Sul web a volte circolano delle vere e proprie malignità. Secondo una delle ultime notizie – smentita da Snopes – pare che uno studio scientifico abbia dimostrato come la morte di Alfie Evans sia avvenuta per colpa di alcuni additivi di alluminio che erano presenti nei vaccini che gli sono stati somministrati.

Qualche giorno fa, un blog che pubblica notizie false ha deciso in modo ignobile di sfruttare la terribile morte del bambino inglese Alfie Evans diffondendo un titolo clickbait in cui si è affermato, in modo del tutto falso, che una ricerca scientifica era riuscita a dimostrare come l’alluminio contenuto nei vaccini fosse stata la causa primaria della sua morte.

Il titolo scelto dal YourNewsWire.com per questo articolo recitava che «Uno studio mostra che l’alluminio era presente nel cervello del piccolo Alfie Evans». La ricerca citata dal portale in questione è terminata a luglio del 2017 e aveva come obbiettivo quello di analizzare l’effetto dei coadiuvanti di alluminio sul comportamento sociale nei topi.
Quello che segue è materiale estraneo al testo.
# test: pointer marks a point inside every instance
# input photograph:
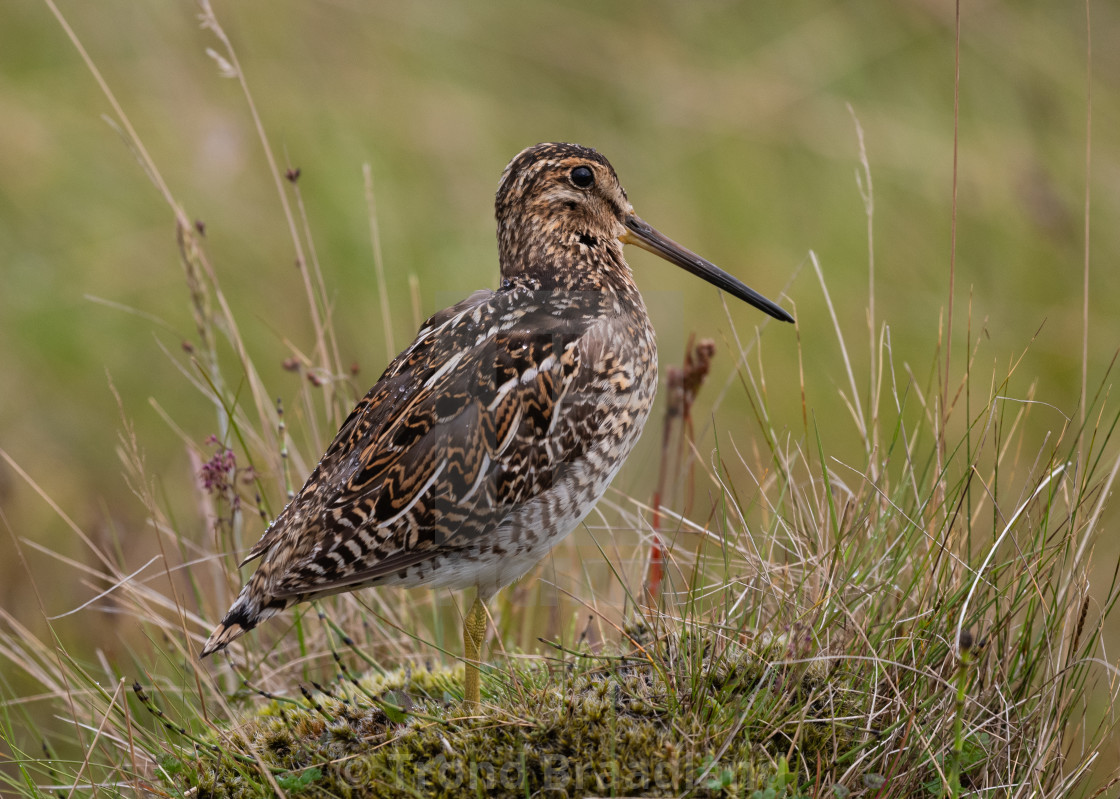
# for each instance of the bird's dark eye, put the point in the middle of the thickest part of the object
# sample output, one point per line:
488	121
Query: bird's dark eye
582	177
Non è stata fatta alcuna menzione al caso di Alfie Evans o ad altri casi clinici specifici.

Alfie Evans è morto lo scorso 28 aprile, poco prima di festeggiare il suo secondo compleanno. È deceduto per colpa di una rara patologia degenerativa che ha colpito il cervello: solamente cinque giorni prima era stato staccato dalle macchine che lo tenevano in vita, in seguito ad una lunghissima battaglia legale che ha coinvolto i suoi genitori, che sono arrivati fino dal Papa pur di far sentire le loro ragioni.

L’Alta Corte inglese aveva sempre risposto in maniera negativa alle richieste dei genitori, dopo aver scoperto che il cervello del bambino era così compromesso che non c’era alcuna possibilità che potesse recuperare e riprendersi.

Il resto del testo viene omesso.